Game-changing story of a gay man's struggles in a fickle Irish society
Book that changed my life - Brian Kennedy
- Fiction: The Heart's Invisible Furies, John Boyne, Hogarth Press, €12.60
I grew up in a house on the Falls Road in Belfast. It was a very working-class family, not much money going around and as a result there weren't that many books lying around either.
So if you needed a book you might go to the library. But even then you were taking your life into your hands because there were riots everywhere. Things like walking half-a-mile to the library were never straightforward.
I really loved reading what I could, The Famous Five and all that. But I really got into reading when I moved to London, and started reading books by gay authors; Oscar Wilde, of course, and then stuff like A Boy's Own Story by Edmund White and so on. I suppose I was trying to find my tribe as it were and part of that was through literature. In London there was a freer head space to do that I think.
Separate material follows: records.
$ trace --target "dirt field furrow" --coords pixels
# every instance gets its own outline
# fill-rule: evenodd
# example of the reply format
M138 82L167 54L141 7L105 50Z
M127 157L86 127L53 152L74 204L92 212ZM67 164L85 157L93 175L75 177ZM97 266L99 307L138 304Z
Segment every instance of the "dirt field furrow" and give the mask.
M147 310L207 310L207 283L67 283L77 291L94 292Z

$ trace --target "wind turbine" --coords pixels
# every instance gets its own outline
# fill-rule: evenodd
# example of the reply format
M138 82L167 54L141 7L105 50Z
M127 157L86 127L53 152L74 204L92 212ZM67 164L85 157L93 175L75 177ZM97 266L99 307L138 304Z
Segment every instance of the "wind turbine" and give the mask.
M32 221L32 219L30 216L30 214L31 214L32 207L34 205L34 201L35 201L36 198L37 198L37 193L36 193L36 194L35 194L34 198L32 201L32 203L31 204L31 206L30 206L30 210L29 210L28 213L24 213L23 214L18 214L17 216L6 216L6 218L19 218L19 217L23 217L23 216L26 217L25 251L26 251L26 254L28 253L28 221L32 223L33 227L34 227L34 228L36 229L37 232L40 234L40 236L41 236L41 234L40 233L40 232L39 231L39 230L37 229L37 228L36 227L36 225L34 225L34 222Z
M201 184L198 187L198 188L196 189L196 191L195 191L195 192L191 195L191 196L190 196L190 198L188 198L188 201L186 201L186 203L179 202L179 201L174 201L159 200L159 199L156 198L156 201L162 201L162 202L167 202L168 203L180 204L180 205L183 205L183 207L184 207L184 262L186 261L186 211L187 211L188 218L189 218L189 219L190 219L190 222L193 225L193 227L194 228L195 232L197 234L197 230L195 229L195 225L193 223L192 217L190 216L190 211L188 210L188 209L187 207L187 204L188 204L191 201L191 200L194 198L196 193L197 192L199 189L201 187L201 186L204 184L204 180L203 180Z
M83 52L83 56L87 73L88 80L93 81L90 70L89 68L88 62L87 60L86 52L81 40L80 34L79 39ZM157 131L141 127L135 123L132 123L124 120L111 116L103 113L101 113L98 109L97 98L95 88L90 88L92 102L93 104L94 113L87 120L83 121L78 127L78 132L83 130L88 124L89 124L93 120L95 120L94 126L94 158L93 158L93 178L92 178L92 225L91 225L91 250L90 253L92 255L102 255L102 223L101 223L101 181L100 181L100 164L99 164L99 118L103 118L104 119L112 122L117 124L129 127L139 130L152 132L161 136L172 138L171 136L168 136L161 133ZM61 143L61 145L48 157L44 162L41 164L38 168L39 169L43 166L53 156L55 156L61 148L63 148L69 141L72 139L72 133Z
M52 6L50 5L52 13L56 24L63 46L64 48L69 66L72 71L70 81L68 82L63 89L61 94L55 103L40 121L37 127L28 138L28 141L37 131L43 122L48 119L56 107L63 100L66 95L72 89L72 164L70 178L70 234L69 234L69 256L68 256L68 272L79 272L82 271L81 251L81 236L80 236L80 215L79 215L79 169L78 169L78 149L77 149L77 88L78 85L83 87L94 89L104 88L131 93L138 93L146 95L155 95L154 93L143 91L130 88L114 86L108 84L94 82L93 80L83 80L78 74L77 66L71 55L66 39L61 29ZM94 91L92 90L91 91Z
Years later, and up until recently in fact, I was on the panel of Pat Kenny's Easons Book Club on Newstalk. The great thing about the book club, was that I read things I never would have dreamed of reading. It really introduced me to different types of literature. And as part of that there was a book that I read recently which was The Heart's Invisible Furies by John Boyne. It's a book that I really loved and the one that stands out in terms of this question of a book that, maybe didn't change my life as such, but certainly made a huge impression on me.
I had read The Boy in the Striped Pyjamas and a book of short stories by him, so he was on my radar and every time I read something I'd say to myself 'God, that's really impressive writing'.
When I read it, it really changed my view of the world as writing should do and it changed the way that I might think about writing myself. I have written two novels, so it's great to see how another author works and his view of the world. This novel examines how fragile people are and how people overcome really challenging childhoods; something I could really relate to growing up gay on the Falls Road.
The Heart's Invisible Furies starts in 1940s Ireland and works its way to the present day. It tells the story of Cyril Avery who, having been given up by his teenage mother, is adopted by a well-off Dublin couple. The book examines friendship, fortune and the struggles of growing up gay in a society that detests homosexuality or maybe even denies its very existence.
I just love where he went with this book and examined issues around how fickle people are, how money-motivated people are and how ultimately that leads to great loneliness.
I think John Boyne really has a way of telling stories that maybe changes how you look at the world.
I remember when I read it it was really hard to put down. It was one of those books where you were, 'God, what's going to happen next?', and suddenly it's three o'clock in the morning.
After I read it, I heard him read from it at the Edinburgh Book Festival which gave me another take on it. That's another thing, he is a brilliant reader too. I find him a really inspiring person.